Amazon flourished over its first two decades with little opposition and less scrutiny. A new coalition and a report unveiled Tuesday make clear that era is over, just as this year’s holiday shopping season begins to heat up and there are plans for the company to open a fulfillment center in Baton Rouge.
As The New York Times reports, the coalition, Athena, comprises three dozen grassroots groups involved in issues like digital surveillance, antitrust and working conditions in warehouses. The goal is to encourage and unify the resistance to Amazon that is now beginning to form.
The report, from the Economic Roundtable, a nonprofit research group that focuses on social and economic issues in Southern California, delves into the largely unexplored topic of what Amazon is costing the communities where it has warehouses.
While the simultaneous arrival of Athena and the report are a coincidence, they are linked by their attempts to understand and ultimately influence Amazon’s push into almost every aspect of modern life.
Amazon, like Facebook, Apple and Google, has drawn the attention of Washington regulators, state attorneys general and at least a few politicians in the last year. The central question being asked about all of the companies: When does a tech platform become too big and powerful, ultimately hurting the society it once dazzled?

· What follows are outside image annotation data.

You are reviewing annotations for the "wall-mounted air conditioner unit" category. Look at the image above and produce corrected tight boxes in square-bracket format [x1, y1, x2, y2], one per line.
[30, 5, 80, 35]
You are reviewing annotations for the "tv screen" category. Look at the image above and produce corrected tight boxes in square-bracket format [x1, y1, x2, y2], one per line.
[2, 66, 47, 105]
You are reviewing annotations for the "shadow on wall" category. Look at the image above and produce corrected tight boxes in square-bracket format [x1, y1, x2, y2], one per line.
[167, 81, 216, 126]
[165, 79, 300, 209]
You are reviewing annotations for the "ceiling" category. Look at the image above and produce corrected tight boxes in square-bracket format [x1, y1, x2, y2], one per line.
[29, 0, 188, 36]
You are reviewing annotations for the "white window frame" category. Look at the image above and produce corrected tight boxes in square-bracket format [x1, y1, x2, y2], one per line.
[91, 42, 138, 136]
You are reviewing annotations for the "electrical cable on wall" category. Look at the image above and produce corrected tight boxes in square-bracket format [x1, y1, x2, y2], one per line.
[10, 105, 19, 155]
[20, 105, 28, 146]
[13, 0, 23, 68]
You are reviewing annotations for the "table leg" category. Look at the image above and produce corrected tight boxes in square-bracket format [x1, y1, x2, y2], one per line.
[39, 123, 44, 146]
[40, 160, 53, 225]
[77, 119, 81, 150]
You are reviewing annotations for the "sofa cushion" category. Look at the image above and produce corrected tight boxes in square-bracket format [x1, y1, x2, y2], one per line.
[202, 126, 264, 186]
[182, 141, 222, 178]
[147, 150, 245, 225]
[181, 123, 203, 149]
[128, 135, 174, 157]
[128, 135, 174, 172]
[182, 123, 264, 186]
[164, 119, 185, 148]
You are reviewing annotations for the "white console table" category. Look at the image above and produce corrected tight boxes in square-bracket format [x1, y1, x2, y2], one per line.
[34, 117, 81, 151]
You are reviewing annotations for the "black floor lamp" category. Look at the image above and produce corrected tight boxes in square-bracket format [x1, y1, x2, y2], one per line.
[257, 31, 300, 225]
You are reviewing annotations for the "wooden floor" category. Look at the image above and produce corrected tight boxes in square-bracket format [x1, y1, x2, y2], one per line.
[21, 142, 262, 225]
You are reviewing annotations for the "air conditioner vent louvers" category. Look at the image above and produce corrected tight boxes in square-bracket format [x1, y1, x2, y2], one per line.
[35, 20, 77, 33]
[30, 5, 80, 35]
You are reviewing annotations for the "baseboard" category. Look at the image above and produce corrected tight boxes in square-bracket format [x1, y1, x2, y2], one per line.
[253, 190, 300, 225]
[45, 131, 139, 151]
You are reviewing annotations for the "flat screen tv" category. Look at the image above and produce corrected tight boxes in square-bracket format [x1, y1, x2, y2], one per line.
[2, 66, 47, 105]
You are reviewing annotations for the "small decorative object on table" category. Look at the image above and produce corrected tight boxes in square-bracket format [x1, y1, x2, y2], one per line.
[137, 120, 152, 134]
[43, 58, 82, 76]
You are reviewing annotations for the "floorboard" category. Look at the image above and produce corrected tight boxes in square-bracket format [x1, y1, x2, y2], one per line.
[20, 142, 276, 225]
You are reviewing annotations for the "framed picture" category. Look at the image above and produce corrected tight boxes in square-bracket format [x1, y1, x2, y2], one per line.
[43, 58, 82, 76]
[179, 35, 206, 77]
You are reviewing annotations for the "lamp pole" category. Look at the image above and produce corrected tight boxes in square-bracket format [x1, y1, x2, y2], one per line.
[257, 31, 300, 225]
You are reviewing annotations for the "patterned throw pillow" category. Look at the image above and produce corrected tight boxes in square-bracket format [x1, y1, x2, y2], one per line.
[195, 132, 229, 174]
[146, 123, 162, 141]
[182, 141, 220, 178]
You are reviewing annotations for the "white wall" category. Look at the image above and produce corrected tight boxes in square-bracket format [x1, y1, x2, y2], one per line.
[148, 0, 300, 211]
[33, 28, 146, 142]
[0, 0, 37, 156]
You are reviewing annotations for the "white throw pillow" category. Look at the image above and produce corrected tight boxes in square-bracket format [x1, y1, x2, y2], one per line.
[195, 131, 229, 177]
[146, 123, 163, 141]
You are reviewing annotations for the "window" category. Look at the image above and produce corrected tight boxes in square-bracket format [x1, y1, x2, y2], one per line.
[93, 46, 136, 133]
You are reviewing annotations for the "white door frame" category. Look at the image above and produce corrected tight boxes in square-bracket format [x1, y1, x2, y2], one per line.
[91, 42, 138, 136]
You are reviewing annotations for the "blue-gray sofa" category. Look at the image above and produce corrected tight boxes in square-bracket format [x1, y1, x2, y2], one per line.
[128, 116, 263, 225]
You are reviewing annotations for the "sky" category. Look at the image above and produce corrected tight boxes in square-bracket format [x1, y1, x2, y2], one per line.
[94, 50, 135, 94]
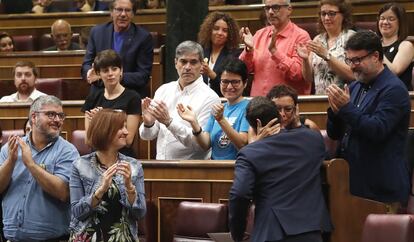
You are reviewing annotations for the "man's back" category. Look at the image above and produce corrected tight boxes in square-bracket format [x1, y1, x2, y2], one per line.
[230, 128, 329, 241]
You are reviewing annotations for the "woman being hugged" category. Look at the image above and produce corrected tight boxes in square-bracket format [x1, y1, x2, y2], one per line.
[377, 3, 414, 91]
[198, 12, 240, 97]
[69, 109, 146, 241]
[297, 0, 355, 94]
[177, 59, 249, 160]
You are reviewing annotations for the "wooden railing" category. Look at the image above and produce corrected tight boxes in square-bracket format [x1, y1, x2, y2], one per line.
[0, 0, 414, 36]
[142, 159, 387, 242]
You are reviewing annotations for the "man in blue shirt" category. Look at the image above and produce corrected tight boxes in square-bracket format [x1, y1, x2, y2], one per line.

In Baton Rouge, as reported in Daily Report last week, Amazon’s plans to redevelop Cortana Mall into a regional distribution and fulfillment center are coming closer to fruition, according to sources familiar with the situation who only spoke on the condition of anonymity In order to finalize its plans, Amazon has to close six separate sales for the site—one for the mall interior, and one each for the five anchor tenant spaces, which are individually owned.
Though that’s a long and tedious process, purchase agreements are already in the works.